Hello, Goodbye, and Everything in Between

When she looked up again, Aidan was smiling at her from the other side of a display of chips. “You’re right,” he said, then pointed at the box. “I’ll try harder. I promise to be more of a nerd.”


Clare glanced at the rack of candy bars closest to her and tossed him a roll of Smarties. “You’re already a nerd,” she told him. “And you’re already smart. You just need to put in the time.”

“I know,” he admitted.

She held up a Payday with a grin. “A reward for hitting the books.”

He threw a 100 Grand in her direction. “What’s it worth to you?”

“Go fish,” she said, winging a package of Swedish Fish at him, and by the time the cashier had kicked them out of the store, they were both laughing so hard they didn’t care.

Now the door opens behind her with a mechanical chime, and Clare turns to see Aidan standing there, looking a little dazed. He opens his mouth to say something, then snaps it shut again, and Clare is gripped by a sudden regret at the way the night has unfolded. It feels as if they’re on the brink of something they might not be able to take back, and she takes a quick step toward him, still not sure what she’s going to say. Behind her, the man at the register drums his fingers hard on the counter.

“You gonna buy that?” he asks, and Clare looks down, realizing that she’s holding a pack of gum in her clenched fist. When she uncurls her fingers to look at it, she feels like laughing. She tosses it to Aidan, who snags it easily, then holds it up to read the label. Once he does, his whole body seems to relax, and he raises his eyebrows.

“Ice Breakers?” he says, and she shrugs.

He takes a few steps in her direction, and for a moment, in spite of everything, she wonders if he might kiss her, right here in the mini-mart.
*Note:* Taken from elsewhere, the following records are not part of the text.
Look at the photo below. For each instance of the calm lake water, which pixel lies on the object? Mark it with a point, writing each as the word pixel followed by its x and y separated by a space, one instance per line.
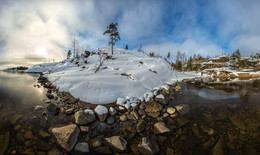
pixel 229 112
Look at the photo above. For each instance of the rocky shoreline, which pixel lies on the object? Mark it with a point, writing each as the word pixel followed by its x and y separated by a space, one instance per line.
pixel 65 125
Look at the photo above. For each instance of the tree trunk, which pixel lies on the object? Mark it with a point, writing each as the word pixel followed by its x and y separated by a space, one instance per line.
pixel 112 45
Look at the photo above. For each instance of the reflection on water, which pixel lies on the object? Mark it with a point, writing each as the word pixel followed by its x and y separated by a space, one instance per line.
pixel 18 94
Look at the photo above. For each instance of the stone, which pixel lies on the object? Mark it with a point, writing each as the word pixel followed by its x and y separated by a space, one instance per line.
pixel 218 148
pixel 181 121
pixel 134 112
pixel 96 142
pixel 123 118
pixel 53 109
pixel 44 134
pixel 4 142
pixel 153 109
pixel 103 150
pixel 38 108
pixel 171 110
pixel 82 148
pixel 116 142
pixel 111 120
pixel 19 138
pixel 70 111
pixel 28 135
pixel 55 151
pixel 238 122
pixel 50 96
pixel 142 106
pixel 112 111
pixel 43 146
pixel 165 115
pixel 160 128
pixel 182 108
pixel 140 126
pixel 84 128
pixel 66 136
pixel 84 117
pixel 101 112
pixel 148 147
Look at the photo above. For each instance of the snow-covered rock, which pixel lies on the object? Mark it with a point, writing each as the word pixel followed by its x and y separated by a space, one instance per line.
pixel 129 73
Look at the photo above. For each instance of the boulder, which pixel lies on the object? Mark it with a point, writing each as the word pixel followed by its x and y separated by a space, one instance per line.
pixel 182 108
pixel 171 110
pixel 218 148
pixel 116 142
pixel 66 136
pixel 82 148
pixel 101 113
pixel 84 117
pixel 160 128
pixel 38 108
pixel 153 109
pixel 53 109
pixel 4 142
pixel 140 126
pixel 112 111
pixel 148 147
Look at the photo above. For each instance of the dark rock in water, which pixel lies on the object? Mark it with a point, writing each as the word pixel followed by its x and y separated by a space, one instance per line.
pixel 218 148
pixel 44 134
pixel 38 108
pixel 182 108
pixel 19 138
pixel 160 128
pixel 181 121
pixel 84 117
pixel 50 96
pixel 238 122
pixel 148 147
pixel 55 151
pixel 82 148
pixel 116 142
pixel 43 146
pixel 140 127
pixel 53 109
pixel 153 109
pixel 4 142
pixel 103 150
pixel 66 136
pixel 110 120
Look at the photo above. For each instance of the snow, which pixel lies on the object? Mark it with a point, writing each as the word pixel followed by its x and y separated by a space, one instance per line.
pixel 160 96
pixel 88 111
pixel 129 73
pixel 101 110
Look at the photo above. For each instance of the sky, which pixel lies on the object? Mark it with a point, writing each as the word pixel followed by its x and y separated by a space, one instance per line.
pixel 42 31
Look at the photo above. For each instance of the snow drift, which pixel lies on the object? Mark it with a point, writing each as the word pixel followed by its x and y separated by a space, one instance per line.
pixel 129 75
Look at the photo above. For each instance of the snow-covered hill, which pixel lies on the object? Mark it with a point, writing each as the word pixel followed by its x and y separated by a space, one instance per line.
pixel 128 75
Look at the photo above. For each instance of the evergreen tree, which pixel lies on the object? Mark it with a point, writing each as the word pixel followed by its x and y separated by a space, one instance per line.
pixel 169 55
pixel 113 33
pixel 69 54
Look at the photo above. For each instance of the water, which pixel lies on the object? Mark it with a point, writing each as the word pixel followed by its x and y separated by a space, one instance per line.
pixel 228 112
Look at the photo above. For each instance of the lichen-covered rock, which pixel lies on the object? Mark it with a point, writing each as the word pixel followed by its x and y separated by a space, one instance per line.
pixel 116 142
pixel 66 136
pixel 160 128
pixel 148 147
pixel 84 117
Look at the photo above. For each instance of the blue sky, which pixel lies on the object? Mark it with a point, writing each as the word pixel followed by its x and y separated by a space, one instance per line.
pixel 40 31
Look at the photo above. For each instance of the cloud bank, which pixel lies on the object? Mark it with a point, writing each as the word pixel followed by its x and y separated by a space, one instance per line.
pixel 40 31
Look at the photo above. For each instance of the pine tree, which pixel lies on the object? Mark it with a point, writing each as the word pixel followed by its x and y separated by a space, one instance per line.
pixel 113 33
pixel 69 54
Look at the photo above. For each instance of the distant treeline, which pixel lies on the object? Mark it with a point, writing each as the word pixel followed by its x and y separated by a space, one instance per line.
pixel 18 68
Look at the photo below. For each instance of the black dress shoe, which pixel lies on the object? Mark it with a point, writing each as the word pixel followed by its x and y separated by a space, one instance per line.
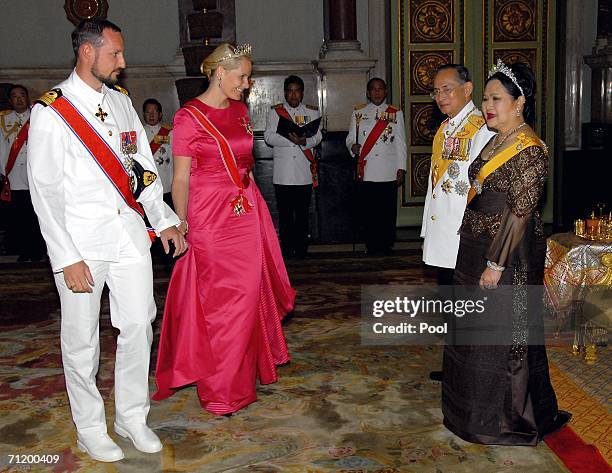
pixel 435 375
pixel 560 421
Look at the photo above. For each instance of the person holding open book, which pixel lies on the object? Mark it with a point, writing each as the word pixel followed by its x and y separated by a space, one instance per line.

But instead, he stops in front of the candy display, scanning the rows of neatly stacked boxes and bags until he finds what he’s looking for, and when he hands it to Clare, she realizes it’s even better.

Not just one kiss, but a whole package.





The Fountain


10:21 PM


They walk to a sound track of crinkling plastic and fluttering wrappers, swapping colors and flavors, exchanging chocolate for gummy bears and licorice for gum. There’s more back in the car, which they left tucked in a parking spot behind the mini-mart, but they couldn’t carry it all. It had been an impulsive, giddy buying spree, the two of them laughing as they tossed candy onto the counter, the packages skidding like hockey pucks toward the surprised cashier.

Some of the names could have a larger meaning, if you looked at them just right—the wax lips and the candy hearts, even the Chuckles—but most of them didn’t. It was just that they’d gotten a little carried away, relieved to be doing something—anything—together, to be reveling in laughter rather than sulking in silence, a happy reprieve, if not a permanent one.

“I have no idea why I’m eating so many of these,” Clare says, popping another M&M into her mouth as they cross the street. “I’m not even hungry.”

“Me neither,” Aidan says cheerfully. “We’re definitely gonna get sick.”

They haven’t discussed a destination, but once they hit the first few shops on the edge of town—the bakery and the jewelry store and the bank that gives out free popcorn on Saturdays—their options are few enough that they both know where they’re headed all the same. They pass a couple about their parents’ age leaving an Italian restaurant, and they can see down the street to where the lights are still blazing in the windows of Slices, but for the most part, the town is empty at this hour, quiet and still and pretty much all theirs.